Fortunately, the ongoing construction of the Centennial Building and the administration’s plans to extend to the De La Salle Canlubang (DLSC) campus make it clear that the University strives to address the problem of congestion in campus.
Congestion becomes more congested
The problem of congestion refers to the insufficient campus space occupied by a large student population. Strictly speaking, congestion is overcrowding.
DLSU stands on a 54,500-square meter land with a 136,685.98-square meter floor area, consisting of nine classroom buildings and 10 other buildings either for administrative or recreational purposes. A new addition to this list will be the Centennial Building, which is projected to finish by 2012.
However, the DLSU population has been continuously growing, resulting in the present congestion in campus. The enrollment growth rate of DLSU is from AY 2008-2009 to AY 2009-2010 is 27.7 percent, which is quite alarming when put side-by-side with the Philippine’s population growth rate on the same year, 1.96 percent. It only means that the rate by which the University accepts new students is far greater than the rate by which Filipinos reproduce.
Elise Rivero (III, ISJ) continues to yearn for a wider campus. She expresses her disappointment over the construction on the football field, especially since it is the only area in the University with “decent breathing space.”
While this is so, some students like Jerone Cruz (II, AB-PLM) hold a different view on the whole congestion issue. “If ever they can make a better structural format to delineate the loss of scenery, then maybe, it will not be seen as a loss but an improvement of the campus [not only in terms of] infrastructure but also in terms of the students’ exposure to growth.”
In AY 2009-2010, each student had 7.10 square meters for himself or herself, according to the population density of DLSU that time.
Even if the place seems adequate, it still does not address the probem of the students coming to the same place at once. The uneven distribution of classes throughout the day also does not help.
One clear solution to this problem on space is vertical expansion; hence, Br. Andrew Gonzalez Hall, the tallest education infrastructure in the country, was built. However, this solution yielded side effects. Long lines for the overcrowded elevators greet the students at the lobby of this building. In response, the administration appointed elevator operators.
Apart from this, the usual system of having most, if not all, freshmen classes in Br. Andrew Gonzalez Hall has changed. DLSU President Br. Jun Erguiza FSC clarifies that the freshmen may now have classes in the main campus and the upperclassmen with small class sizes may have their classes at the Andrew building.

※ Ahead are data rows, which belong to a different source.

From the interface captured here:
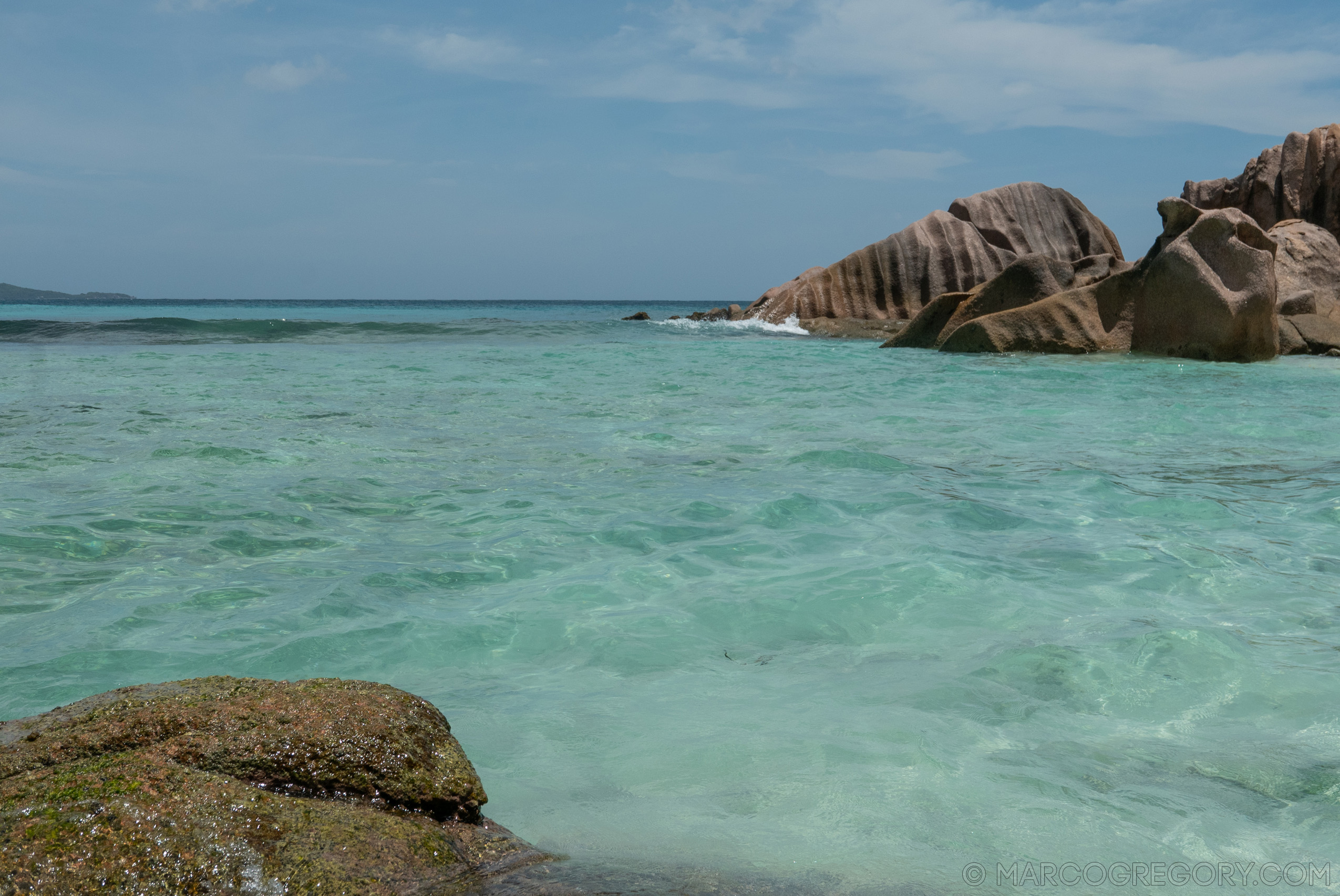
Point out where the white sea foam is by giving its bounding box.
[651,315,809,336]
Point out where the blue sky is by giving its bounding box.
[0,0,1340,302]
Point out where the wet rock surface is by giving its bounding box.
[799,317,907,339]
[745,182,1123,323]
[0,676,552,894]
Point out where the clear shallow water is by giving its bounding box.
[0,307,1340,892]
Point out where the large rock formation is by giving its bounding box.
[887,254,1131,348]
[1266,218,1340,355]
[886,198,1279,361]
[745,183,1121,323]
[1182,125,1340,237]
[0,678,551,896]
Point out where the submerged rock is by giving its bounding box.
[886,198,1279,361]
[797,317,907,339]
[745,183,1123,323]
[1182,125,1340,237]
[0,676,550,896]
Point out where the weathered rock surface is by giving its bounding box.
[1266,220,1340,317]
[0,676,550,896]
[886,254,1131,348]
[886,198,1279,361]
[1182,125,1340,237]
[745,183,1123,323]
[800,317,907,339]
[1284,315,1340,355]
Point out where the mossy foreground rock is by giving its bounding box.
[0,676,548,896]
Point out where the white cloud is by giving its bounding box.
[792,0,1340,132]
[382,28,520,74]
[0,164,52,186]
[815,150,967,181]
[578,66,801,108]
[260,156,397,168]
[245,56,339,91]
[663,153,764,183]
[158,0,255,12]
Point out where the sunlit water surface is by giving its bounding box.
[0,304,1340,892]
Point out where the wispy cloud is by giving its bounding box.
[576,66,801,108]
[556,0,1340,132]
[382,28,520,75]
[245,56,341,91]
[815,150,967,181]
[663,153,764,183]
[260,156,397,168]
[158,0,256,12]
[792,0,1340,132]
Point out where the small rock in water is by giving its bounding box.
[0,676,552,896]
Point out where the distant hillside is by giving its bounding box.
[0,283,136,304]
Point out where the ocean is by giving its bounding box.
[0,303,1340,893]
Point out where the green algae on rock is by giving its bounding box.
[0,676,548,894]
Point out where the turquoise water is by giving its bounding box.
[0,305,1340,893]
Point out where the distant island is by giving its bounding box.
[0,283,137,304]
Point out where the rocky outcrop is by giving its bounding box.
[1266,218,1340,355]
[1182,125,1340,237]
[0,676,550,896]
[745,183,1121,323]
[887,254,1131,348]
[799,317,907,340]
[886,198,1279,361]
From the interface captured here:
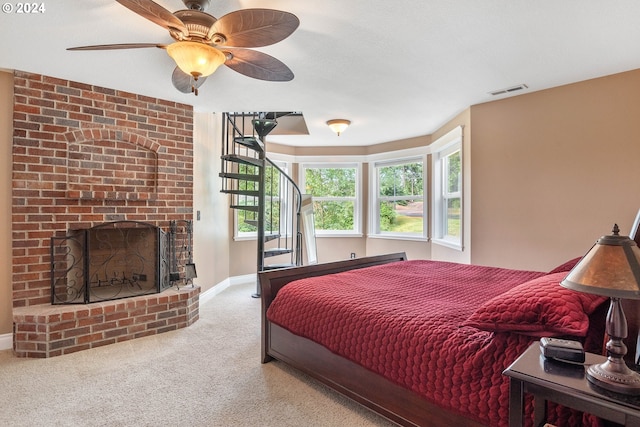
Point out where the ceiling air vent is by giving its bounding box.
[489,83,529,96]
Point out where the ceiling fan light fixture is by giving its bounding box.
[327,119,351,136]
[167,41,227,79]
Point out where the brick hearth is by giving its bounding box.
[13,286,200,358]
[11,71,199,357]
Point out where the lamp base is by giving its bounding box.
[587,357,640,396]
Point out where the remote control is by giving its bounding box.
[540,338,585,363]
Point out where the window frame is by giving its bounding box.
[298,161,362,237]
[368,152,429,241]
[431,129,464,251]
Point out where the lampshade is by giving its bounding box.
[562,224,640,299]
[327,119,351,136]
[167,41,227,80]
[560,224,640,395]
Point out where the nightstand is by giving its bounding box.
[504,341,640,427]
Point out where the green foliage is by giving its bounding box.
[378,162,424,197]
[313,201,354,231]
[305,168,356,197]
[380,202,396,231]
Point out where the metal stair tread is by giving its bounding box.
[233,136,264,151]
[264,248,293,257]
[218,172,260,182]
[222,154,264,167]
[231,205,260,212]
[220,188,260,197]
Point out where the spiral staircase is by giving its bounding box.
[220,113,303,297]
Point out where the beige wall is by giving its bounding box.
[193,113,233,292]
[471,70,640,270]
[0,71,13,335]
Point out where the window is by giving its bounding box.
[433,129,463,250]
[441,150,462,240]
[372,157,426,238]
[301,163,360,235]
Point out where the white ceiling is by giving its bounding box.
[0,0,640,146]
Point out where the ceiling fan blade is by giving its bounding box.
[207,9,300,47]
[171,67,207,93]
[67,43,167,50]
[116,0,189,37]
[224,49,293,82]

Tying up with DLSC is one way of dealing with the issue of congestion. Six of the 50 hectares of DLSC are still unoccupied. Since the campus is located across the Laguna Technopark, it is planned to serve as an extension campus for DLSU’s Colleges of Science, Computer Studies and Engineering.

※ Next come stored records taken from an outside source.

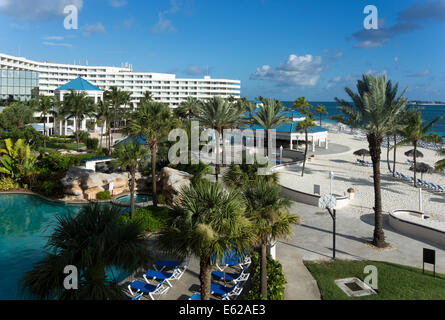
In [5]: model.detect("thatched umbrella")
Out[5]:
[354,149,371,160]
[405,149,423,158]
[410,162,434,180]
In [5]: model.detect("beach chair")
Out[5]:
[128,280,170,300]
[210,282,242,300]
[143,268,185,287]
[212,269,250,283]
[189,293,201,301]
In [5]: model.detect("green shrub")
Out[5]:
[246,252,287,300]
[96,190,111,200]
[0,177,20,191]
[85,138,99,151]
[121,207,171,232]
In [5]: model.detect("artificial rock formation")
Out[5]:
[61,167,147,201]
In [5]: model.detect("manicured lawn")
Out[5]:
[304,260,445,300]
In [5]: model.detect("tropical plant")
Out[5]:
[113,141,148,218]
[196,97,241,181]
[126,101,179,207]
[253,98,292,156]
[159,180,254,300]
[397,109,443,187]
[244,180,299,299]
[314,104,328,127]
[335,75,407,248]
[22,203,150,300]
[59,90,96,151]
[296,114,316,177]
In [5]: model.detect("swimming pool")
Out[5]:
[0,194,125,300]
[116,194,153,206]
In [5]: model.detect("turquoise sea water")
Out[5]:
[283,101,445,138]
[0,195,125,300]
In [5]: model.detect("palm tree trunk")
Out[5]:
[301,129,309,177]
[130,169,136,219]
[392,134,397,177]
[151,143,158,207]
[367,134,386,248]
[260,241,267,300]
[199,257,212,300]
[413,141,417,188]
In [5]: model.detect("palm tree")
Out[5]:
[196,97,241,181]
[434,149,445,172]
[126,101,179,207]
[335,75,407,248]
[398,109,443,187]
[22,203,149,300]
[113,141,148,218]
[30,95,55,152]
[159,180,254,300]
[296,114,316,177]
[314,104,328,127]
[244,180,299,299]
[61,90,96,151]
[253,98,292,156]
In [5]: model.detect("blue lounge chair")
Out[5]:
[128,280,169,300]
[143,268,185,287]
[210,282,243,300]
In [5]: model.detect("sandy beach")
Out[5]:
[279,125,445,222]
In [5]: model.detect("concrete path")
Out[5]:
[276,242,320,300]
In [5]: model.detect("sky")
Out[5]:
[0,0,445,101]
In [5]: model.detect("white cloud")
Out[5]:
[83,22,105,36]
[42,41,73,48]
[0,0,83,21]
[150,0,180,33]
[250,54,323,86]
[110,0,128,8]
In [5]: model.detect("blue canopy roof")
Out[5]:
[116,135,149,147]
[56,77,101,91]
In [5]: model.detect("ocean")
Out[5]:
[283,101,445,138]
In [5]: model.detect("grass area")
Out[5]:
[304,260,445,300]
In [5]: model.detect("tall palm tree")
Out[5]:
[244,179,299,299]
[253,98,292,156]
[335,75,407,248]
[314,104,328,127]
[296,114,316,177]
[126,101,180,207]
[159,180,254,300]
[196,97,241,181]
[61,90,96,151]
[113,141,148,218]
[22,203,149,300]
[434,150,445,172]
[398,109,443,187]
[30,95,55,152]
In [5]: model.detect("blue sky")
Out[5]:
[0,0,445,101]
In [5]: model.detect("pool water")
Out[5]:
[116,194,153,206]
[0,194,125,300]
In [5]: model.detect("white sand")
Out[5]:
[280,125,445,221]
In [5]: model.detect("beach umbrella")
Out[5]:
[354,149,371,160]
[405,149,423,158]
[410,162,434,180]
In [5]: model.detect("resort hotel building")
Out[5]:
[0,53,241,135]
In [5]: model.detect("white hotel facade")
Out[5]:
[0,53,241,136]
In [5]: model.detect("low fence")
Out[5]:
[389,210,445,247]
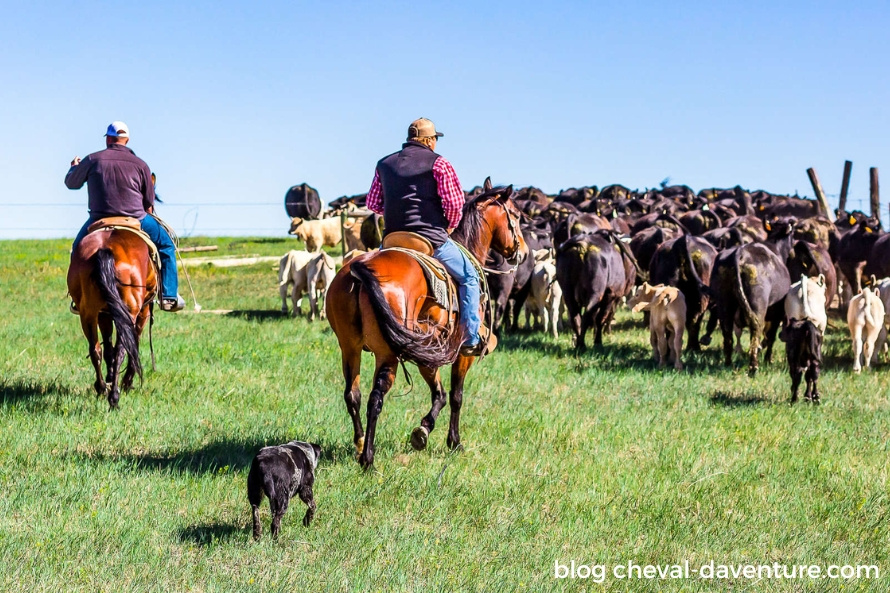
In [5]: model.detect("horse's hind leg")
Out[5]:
[99,313,114,383]
[411,366,445,451]
[358,356,399,469]
[80,313,108,397]
[108,337,126,409]
[341,345,365,453]
[121,302,154,391]
[447,356,476,449]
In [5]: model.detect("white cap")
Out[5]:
[105,121,130,138]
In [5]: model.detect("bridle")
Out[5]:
[481,196,520,274]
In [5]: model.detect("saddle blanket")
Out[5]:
[87,216,161,272]
[381,247,458,313]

If these colleges will be transferred to Canlubang, the Taft campus will become less populated. On the downside, DLSU may lose a number of enrollees due to some factors like accessibility. Transportation or lodging will also cost more.

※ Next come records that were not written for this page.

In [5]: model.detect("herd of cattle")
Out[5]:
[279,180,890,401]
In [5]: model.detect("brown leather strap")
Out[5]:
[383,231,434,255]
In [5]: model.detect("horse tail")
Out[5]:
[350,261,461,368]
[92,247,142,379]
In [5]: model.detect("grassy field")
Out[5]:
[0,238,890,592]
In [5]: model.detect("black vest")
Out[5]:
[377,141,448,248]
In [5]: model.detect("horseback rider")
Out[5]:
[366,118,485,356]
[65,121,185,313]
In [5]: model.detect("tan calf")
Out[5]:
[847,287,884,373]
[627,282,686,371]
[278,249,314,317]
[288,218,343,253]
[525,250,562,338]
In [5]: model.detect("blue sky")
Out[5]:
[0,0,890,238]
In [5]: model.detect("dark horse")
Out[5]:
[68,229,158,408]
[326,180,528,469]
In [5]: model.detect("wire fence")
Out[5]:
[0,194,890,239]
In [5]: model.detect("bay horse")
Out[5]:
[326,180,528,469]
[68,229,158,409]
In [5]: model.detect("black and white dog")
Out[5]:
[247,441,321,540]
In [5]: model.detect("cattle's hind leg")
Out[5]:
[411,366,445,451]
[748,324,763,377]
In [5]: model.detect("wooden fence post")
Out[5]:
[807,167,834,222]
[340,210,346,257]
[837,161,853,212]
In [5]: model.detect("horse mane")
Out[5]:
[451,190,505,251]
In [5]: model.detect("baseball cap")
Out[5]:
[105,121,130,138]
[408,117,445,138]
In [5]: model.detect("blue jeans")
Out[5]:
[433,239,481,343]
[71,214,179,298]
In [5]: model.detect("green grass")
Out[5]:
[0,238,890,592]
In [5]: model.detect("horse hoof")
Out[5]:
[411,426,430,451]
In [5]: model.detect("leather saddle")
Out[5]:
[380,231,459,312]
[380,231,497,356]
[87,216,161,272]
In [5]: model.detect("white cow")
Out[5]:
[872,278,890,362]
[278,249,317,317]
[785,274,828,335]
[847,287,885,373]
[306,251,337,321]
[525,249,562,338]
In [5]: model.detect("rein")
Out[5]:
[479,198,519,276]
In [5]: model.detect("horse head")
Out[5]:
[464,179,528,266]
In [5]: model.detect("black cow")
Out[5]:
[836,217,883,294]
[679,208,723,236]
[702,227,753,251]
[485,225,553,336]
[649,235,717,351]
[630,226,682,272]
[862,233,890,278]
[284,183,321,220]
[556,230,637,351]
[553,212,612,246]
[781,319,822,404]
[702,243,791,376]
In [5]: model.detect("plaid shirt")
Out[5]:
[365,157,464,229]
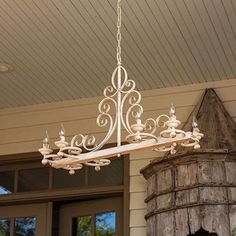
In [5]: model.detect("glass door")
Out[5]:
[59,198,123,236]
[0,204,50,236]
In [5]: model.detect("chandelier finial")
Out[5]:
[116,0,121,65]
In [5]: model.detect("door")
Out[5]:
[59,197,123,236]
[0,204,51,236]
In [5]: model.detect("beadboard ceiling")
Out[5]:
[0,0,236,108]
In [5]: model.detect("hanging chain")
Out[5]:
[116,0,121,65]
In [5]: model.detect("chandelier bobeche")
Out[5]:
[39,0,203,174]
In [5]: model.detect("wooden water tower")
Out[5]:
[141,89,236,236]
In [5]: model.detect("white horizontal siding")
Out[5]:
[0,80,236,236]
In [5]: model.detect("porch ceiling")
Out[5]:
[0,0,236,108]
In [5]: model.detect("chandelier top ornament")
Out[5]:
[39,0,203,174]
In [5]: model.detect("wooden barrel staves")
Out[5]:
[141,150,236,236]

Another solution for the impeding space problem can be the Centennial Building or the Henry Sy, Sr. Hall, which will majorly contribute in decongesting the campus. With 13 floors and a three-storey-high open area, this building will provide Lasallians a total floor area of 40,000 square meters.
Henry Sy, Sr. Hall will benefit more people than the football field did, since the latter was only used for athletes’ practices and Lasallians’ P.E. classes, among others. Erguiza describes the Centennial Building as “a common place where people can learn”.
Conference and seminar rooms, discussion areas for study and research and the University library will be housed in the new building. The Centennial Building is targeted to be finished before the end of the centennial year.
Suzette Maala (II, ECE) finds that the Centennial Building will provide convenience and add to campus development despite the need to sacrifice the football field.